State v. Hart, 256 N.C. 645 (1962)

April 11, 1962 · Supreme Court of North Carolina
256 N.C. 645

STATE v. ELIAS HART.

(Filed 11 April, 1962.)

1. Criminal Law §§ 51, 55—

It is not required that a hematologist be also a chemist in order to be qualified to give expert testimony as to the effect of given percentages of alcohol in the blood stream of human beings, the witness having testified that he had studied standard works upon the subject, that he had worked under pathologists and senior technicians, and that he had made analyses of samples of blood over a number of years to determine the percentage of alcohol and other elements in the blood stream.

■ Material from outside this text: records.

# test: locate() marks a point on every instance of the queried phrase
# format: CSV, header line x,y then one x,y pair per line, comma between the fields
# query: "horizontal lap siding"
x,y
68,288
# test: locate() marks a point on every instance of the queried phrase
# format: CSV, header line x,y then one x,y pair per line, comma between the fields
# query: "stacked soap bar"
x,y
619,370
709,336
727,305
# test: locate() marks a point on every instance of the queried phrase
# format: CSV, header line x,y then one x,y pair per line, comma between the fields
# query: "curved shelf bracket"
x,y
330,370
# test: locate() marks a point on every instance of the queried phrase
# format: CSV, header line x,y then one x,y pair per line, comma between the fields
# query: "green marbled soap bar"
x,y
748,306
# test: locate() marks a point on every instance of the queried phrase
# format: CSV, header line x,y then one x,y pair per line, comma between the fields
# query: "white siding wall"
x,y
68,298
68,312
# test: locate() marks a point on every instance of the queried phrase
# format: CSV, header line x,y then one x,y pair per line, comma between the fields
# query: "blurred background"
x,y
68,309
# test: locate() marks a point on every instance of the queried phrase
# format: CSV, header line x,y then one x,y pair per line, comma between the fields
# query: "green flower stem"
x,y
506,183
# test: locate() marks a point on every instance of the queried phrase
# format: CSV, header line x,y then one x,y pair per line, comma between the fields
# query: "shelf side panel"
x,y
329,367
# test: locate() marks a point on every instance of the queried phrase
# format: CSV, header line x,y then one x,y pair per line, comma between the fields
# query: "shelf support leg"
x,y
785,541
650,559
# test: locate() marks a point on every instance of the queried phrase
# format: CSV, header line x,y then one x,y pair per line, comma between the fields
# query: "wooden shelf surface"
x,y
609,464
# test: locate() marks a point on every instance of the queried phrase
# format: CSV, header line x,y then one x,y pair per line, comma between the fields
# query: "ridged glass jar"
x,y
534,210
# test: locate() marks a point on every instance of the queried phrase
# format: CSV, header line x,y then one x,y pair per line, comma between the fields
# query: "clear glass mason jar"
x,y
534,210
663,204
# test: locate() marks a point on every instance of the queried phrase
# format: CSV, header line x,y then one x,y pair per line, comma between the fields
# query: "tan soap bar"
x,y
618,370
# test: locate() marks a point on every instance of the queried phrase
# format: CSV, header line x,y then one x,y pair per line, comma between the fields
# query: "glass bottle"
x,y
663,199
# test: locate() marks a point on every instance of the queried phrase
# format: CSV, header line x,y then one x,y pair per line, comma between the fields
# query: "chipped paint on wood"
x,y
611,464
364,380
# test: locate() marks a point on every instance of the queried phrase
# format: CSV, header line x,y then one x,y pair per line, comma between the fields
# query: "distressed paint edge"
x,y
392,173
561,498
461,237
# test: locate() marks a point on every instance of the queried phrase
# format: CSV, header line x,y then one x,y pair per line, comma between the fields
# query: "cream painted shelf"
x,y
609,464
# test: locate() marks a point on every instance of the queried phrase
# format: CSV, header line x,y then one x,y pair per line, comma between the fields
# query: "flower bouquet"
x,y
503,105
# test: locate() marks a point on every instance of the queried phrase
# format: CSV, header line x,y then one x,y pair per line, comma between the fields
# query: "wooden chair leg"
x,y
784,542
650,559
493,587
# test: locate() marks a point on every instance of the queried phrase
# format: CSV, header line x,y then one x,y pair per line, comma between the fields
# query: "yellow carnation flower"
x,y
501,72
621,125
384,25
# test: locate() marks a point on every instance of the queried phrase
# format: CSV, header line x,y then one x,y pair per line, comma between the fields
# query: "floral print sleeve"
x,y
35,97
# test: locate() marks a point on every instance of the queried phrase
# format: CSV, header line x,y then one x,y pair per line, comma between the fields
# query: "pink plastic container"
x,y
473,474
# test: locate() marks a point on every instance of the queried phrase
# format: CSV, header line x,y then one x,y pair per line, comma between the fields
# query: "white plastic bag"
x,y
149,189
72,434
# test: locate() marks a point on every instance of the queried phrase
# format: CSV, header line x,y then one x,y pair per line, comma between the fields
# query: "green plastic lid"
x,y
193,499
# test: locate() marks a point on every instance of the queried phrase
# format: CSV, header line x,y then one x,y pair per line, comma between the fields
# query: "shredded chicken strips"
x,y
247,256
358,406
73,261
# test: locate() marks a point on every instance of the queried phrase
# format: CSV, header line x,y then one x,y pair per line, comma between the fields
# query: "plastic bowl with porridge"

2. Criminal Law §§ 52, 55—

It is competent for a witness qualified as an expert by the court and who has testified as to the percentage of alcohol in a sample of blood which the witness had taken from defendant immediately after the time in question, to testify as to the effect of various percentages of alcohol in the blood stream of human beings, that some humans were axoprcciably under the influence of alcohol at a certain percentage, while others would not be under the influence until a higher percentage was reached, and that all persons, regardless of size, age, or anything else, would be appreciably under the influence of alcohol at a percentage less than that found in defendant’s blood, etc.

3. Criminal Law § 107— Instruction on testimony of expert witness as to effect of various percentages of alcohol in blood stream, held not eiToneous.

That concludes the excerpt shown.